RANGOON — A Muslim political party has asked the National League for Democracy (NLD) government to allow them to attend a Union Day event in Panglong, southern Shan State next week.
According to U Kyaw Min, the chairman of the Rangoon-based Democracy and Human Rights Party, the organization sent a letter to State Counselor Daw Aung San Suu Kyi on Jan. 25, asking her to let their party members come to the scheduled peace conference.
“If we have a chance to join the conference, then we will have a chance to talk about our conflict and we will learn how to solve it. This will help a lot, to participate in the peace process in the Rakine region,” said U Kyaw Min, referring to unrest in Arakan State, which intensified after state security forces initiated a “clearance campaign” following attacks by militants on border police outposts in October of last year. According to the UN, some 65,000 Rohingya Muslims have since been displaced to neighboring Bangladesh.
“We should have a chance to join the meeting, so that we can say it is all-inclusive. We should have the right to participate in the peace conference,” he said.
Daw Aung San Suu Kyi will attend Union Day events in Panglong on February 12, along with representatives of other political parties.

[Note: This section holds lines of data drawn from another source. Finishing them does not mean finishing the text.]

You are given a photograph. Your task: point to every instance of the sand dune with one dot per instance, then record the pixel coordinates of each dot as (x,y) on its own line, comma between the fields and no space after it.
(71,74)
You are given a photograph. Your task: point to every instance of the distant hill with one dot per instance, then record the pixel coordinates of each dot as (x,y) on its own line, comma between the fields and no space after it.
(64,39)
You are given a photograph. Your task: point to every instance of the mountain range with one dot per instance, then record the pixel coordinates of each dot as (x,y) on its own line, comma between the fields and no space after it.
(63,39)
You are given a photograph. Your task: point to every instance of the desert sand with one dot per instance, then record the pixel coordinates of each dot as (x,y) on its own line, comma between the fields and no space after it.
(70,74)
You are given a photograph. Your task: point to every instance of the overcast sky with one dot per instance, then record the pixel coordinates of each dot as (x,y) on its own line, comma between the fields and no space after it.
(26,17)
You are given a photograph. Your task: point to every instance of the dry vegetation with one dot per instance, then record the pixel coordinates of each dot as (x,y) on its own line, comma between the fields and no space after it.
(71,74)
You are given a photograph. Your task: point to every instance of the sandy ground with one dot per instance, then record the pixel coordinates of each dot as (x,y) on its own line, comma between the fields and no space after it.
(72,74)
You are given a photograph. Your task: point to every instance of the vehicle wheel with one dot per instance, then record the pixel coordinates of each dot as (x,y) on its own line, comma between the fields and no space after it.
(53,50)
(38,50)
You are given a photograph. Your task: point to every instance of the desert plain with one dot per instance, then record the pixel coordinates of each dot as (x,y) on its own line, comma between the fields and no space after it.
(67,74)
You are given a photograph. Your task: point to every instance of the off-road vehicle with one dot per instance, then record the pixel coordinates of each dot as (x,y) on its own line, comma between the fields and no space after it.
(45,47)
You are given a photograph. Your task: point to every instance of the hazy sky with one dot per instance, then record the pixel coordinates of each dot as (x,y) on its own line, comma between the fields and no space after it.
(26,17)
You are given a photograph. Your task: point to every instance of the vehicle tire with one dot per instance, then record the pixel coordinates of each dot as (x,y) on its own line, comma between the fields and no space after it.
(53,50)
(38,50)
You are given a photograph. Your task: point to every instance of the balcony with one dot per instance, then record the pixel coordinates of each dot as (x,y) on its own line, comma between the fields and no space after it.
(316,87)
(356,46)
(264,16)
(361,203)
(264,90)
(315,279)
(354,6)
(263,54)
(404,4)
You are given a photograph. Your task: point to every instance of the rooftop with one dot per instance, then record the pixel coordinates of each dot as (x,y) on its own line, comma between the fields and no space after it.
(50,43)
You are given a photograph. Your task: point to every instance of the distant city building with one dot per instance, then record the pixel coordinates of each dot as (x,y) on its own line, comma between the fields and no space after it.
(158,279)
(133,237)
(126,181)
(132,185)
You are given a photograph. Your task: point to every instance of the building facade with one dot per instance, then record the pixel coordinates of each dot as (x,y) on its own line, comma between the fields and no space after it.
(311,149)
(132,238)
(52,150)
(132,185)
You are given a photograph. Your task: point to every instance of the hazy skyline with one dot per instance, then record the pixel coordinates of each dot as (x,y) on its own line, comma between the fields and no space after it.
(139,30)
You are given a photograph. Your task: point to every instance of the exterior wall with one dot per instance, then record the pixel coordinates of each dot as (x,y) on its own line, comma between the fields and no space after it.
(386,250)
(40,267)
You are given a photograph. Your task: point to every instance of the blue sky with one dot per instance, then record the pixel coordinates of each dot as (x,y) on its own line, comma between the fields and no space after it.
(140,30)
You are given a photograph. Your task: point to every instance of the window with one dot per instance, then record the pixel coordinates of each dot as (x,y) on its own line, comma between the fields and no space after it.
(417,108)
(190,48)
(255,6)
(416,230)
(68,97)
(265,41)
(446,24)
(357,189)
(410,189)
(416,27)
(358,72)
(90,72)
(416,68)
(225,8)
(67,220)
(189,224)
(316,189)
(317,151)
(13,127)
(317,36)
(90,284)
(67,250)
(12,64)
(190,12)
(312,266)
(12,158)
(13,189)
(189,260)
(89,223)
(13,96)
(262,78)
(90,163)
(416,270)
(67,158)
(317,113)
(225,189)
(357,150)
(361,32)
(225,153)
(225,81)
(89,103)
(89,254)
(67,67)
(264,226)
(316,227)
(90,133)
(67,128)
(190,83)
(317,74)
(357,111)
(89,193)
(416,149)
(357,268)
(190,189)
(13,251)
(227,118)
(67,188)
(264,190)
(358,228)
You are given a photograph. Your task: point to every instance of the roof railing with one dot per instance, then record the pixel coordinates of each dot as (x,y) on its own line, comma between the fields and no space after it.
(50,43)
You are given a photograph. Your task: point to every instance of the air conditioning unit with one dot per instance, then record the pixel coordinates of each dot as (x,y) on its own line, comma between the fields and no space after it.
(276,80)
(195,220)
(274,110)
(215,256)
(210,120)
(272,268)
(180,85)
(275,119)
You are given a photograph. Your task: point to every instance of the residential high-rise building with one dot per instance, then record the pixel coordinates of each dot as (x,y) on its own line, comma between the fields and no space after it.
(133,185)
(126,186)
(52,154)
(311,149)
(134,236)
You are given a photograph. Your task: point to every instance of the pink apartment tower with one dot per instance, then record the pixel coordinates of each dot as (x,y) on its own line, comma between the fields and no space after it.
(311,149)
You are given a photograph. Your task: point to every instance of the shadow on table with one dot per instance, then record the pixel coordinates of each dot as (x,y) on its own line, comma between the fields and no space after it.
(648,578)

If they receive no reply from Daw Aung San Suu Kyi, U Kyaw Min said that his party will not be able to join the proceedings.

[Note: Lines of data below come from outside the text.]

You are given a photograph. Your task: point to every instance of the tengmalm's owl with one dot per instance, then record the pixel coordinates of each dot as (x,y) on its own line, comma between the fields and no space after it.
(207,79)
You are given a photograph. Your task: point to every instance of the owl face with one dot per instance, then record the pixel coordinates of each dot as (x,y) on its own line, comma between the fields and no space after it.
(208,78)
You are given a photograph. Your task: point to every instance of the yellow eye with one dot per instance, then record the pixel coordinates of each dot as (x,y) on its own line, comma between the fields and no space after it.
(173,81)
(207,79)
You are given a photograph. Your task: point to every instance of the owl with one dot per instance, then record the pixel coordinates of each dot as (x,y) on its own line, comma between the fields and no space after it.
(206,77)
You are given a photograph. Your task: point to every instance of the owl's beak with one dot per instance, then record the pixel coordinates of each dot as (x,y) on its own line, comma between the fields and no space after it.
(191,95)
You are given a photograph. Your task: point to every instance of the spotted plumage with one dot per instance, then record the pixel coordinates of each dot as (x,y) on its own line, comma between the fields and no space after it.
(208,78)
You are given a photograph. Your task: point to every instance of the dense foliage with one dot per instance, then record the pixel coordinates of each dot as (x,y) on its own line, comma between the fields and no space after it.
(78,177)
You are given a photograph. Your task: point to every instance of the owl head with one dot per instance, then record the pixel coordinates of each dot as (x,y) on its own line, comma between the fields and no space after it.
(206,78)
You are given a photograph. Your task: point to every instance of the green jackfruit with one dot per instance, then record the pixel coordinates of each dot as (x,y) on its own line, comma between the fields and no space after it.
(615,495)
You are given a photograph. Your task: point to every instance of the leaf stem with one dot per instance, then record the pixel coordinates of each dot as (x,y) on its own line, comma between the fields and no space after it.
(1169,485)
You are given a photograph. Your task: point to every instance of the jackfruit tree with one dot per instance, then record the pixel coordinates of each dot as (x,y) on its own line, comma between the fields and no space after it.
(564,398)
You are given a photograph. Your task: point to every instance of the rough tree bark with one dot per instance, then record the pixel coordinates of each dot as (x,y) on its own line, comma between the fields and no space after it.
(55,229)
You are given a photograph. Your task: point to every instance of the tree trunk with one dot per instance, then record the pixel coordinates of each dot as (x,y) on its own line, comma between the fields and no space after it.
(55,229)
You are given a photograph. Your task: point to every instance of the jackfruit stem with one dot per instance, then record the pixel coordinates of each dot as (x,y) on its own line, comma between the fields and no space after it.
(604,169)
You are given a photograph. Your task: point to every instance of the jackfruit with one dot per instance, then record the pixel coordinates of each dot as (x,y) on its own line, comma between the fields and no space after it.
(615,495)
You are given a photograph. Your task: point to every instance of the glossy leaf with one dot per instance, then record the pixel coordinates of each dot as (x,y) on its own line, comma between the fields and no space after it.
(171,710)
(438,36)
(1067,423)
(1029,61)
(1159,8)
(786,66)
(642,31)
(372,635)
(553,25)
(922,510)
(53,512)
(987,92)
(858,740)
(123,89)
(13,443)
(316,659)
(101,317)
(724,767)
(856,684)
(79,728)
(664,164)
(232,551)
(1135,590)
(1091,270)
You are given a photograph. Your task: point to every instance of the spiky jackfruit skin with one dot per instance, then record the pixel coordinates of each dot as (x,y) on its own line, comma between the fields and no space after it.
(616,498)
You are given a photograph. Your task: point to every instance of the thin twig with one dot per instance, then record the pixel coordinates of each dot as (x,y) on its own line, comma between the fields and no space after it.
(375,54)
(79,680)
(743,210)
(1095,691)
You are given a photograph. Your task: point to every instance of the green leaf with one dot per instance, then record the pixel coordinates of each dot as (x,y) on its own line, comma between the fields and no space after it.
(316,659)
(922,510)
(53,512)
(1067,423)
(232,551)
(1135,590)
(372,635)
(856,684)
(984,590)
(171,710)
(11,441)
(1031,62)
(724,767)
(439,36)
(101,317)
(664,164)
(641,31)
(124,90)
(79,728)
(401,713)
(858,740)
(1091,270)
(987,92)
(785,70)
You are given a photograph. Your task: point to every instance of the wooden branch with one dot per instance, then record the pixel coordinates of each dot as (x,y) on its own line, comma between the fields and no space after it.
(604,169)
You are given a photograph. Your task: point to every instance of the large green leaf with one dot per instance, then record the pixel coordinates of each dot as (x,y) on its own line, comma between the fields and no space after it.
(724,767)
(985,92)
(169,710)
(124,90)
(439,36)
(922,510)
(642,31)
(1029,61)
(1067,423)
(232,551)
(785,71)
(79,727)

He added that if Burma holds a national-level political dialogue based on ethnicity in different divisions and states, the government should also hold a peace meeting in Arakan State between Arakanese Buddhists and Rohingya Muslims to address conflict in the region.
The Rohingya-led Democracy and Human Rights Party was originally formed as the National Democratic Party for Human Rights in 1989 and won four parliamentary seats in Burma’s 1990 elections, the results of which were not honored by the military. The party was subsequently banned, until re-registering to contest the 2015 election. However, due to the disenfranchisement of the Rohingya, the party was only allowed to field three candidates out of a proposed 18, none of whom won in their respective constituencies.